It was a helluva hella corndog that day before the other day. Matt put on a good show with only three days notice. I wanted to take one photo outside Wa Legal but I didn’t then I actually tried to take one sitting in Louisa Boren and my device was frozen inoperable touch screen no touchy touchy so no photo bro. If I did take that photo it would be here side by side with this Hella photo from 12.5 years ago featuring the same Louisa Boren overlook and the same Rob Fury my fellow quinquagenarian. You’ll have to visualize it.
I didn’t wake up the next morning with a corndog tattoo but I know a few people that did.
A highlight for me was having a couple beers with Mr. Corndog on memory lane and talking about the old days of the Seattle that used to be and how there is no job that comes next after being a messenger. There is no promotion because dispatching sucks and so does the office and the mailroom at Lane Powell is not an option. There is no job that years of messengering specifically prepares you for and there is no job that even compares or offers all the little things.
I’m not a messenger but I used to be. Now I’m the final fifty fucking feet guy on an electric assist bathtub so I still get to walk in to offices and deliver things and walk out.

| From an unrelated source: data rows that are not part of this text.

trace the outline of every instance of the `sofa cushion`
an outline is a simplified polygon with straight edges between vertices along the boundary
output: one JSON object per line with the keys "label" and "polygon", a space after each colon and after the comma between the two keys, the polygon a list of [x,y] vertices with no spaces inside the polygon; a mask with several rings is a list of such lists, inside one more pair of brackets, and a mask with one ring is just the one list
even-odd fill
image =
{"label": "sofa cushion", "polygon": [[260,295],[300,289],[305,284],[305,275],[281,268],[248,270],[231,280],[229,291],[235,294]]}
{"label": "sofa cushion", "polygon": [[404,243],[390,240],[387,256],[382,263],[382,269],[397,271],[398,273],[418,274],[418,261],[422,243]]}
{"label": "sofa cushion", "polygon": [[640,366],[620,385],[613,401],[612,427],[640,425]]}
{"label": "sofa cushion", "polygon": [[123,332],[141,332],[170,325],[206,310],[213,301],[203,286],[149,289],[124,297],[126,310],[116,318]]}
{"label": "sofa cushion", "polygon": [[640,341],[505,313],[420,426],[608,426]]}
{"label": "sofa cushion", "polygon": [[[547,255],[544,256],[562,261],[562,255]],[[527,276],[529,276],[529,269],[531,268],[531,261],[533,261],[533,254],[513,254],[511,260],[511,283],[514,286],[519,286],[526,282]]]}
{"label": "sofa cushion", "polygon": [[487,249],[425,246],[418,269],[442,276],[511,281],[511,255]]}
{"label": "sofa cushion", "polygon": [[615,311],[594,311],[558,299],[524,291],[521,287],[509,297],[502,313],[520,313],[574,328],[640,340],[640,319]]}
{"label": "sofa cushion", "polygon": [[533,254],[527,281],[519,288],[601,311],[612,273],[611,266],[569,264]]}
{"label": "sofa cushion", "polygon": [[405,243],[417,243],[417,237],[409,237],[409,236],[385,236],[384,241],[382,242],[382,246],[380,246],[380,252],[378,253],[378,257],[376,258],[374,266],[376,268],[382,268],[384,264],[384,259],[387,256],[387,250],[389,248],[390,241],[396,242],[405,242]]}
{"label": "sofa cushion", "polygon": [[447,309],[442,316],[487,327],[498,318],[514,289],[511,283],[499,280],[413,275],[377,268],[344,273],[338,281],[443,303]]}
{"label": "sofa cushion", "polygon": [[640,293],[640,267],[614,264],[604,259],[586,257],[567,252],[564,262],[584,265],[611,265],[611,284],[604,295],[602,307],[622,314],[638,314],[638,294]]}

Just this afternoon I walked into an office and kind of had to hold my breath as to not inhale too deeply the perfumes, colognes, microwave popcorns, air fresheners, aerosolized feces and simple chronic halitosis that stews and festers and makes up the atmosphere of indoor air and when I got back outside I shook my head and took a deep breath and reminded myself why I’m glad I don’t fucking work in there.
Here's to you Steve. this bud's for you and this 1999 commercial sums it up you'll just have to change the names as you hum it to yourself and put in all the security guards, traffic cops, receptionists, elevator operators, paralegals, court clerks, US marshalls, bank tellers, baristas, bar tenders, dispatchers, office workers, mail room dudes and other messengers that give you the subtle nod of recognition and respect that you've earned over the last 20 years.
your rookie moment of learning that loose gravel over train tracks will land you on your ass, marvelous, your exclamation of "shit or fuck" eternally echoes, the look of third crossing that finish line thinking they won, realizing they didnt as eddie passed you the yellow: priceless. in the 5 states i have ridden, of my top five rides that ride will always ebb and flow between one and crash on second as the top ride of all time. a bike, a good route and you have all you need.
"every unexpected event is something you’d known all along but had only forgotten for a moment."
"there is no job that comes next after being a messenger. There is no promotion because dispatching sucks and so does the office and the mailroom at Lane Powell is not an option. There is no job that years of messengering specifically prepares you for and there is no job that even compares or offers all the little things."
You really hit the nail on the head with those observations Mark. So true.
You sum it up so eloquently and completely in that third paragraph. I find it impossible over the years to describe or explain that job to anyone who hasn’t done it, and there’s immediate understanding amongst those that have that is unparalleled in any of the many other jobs I’ve had.
"I'm definitely not doing it for the money," said Mark Pilder, 38, a legal messenger for 10 years. "I like the job more than all the other jobs I had. Or I dislike it less."
It was supposed to be a summer gig between college and grad school, where Pilder had been accepted to study education. But like many messengers, he relished the job's freedom, camaraderie and physicality. He tried to quit four times.
"I went into this cage," he said of a stint in a bike shop. "My friends would ride up, say hi and ride away, and I was stuck in this little cage."
it's in the PI: https://www.seattlepi.com/local/article/The-plea-of-a-dying-breed-Don-t-kill-the-bike-1265455.php
a fleetfoot or elliott bay cat that is nameless to me. i just remember he wore a flannel shirt all the time or what seemed like all the time because i only ever saw him in his flannel.
no, not that guy the other guy with short hair. yes, that guy.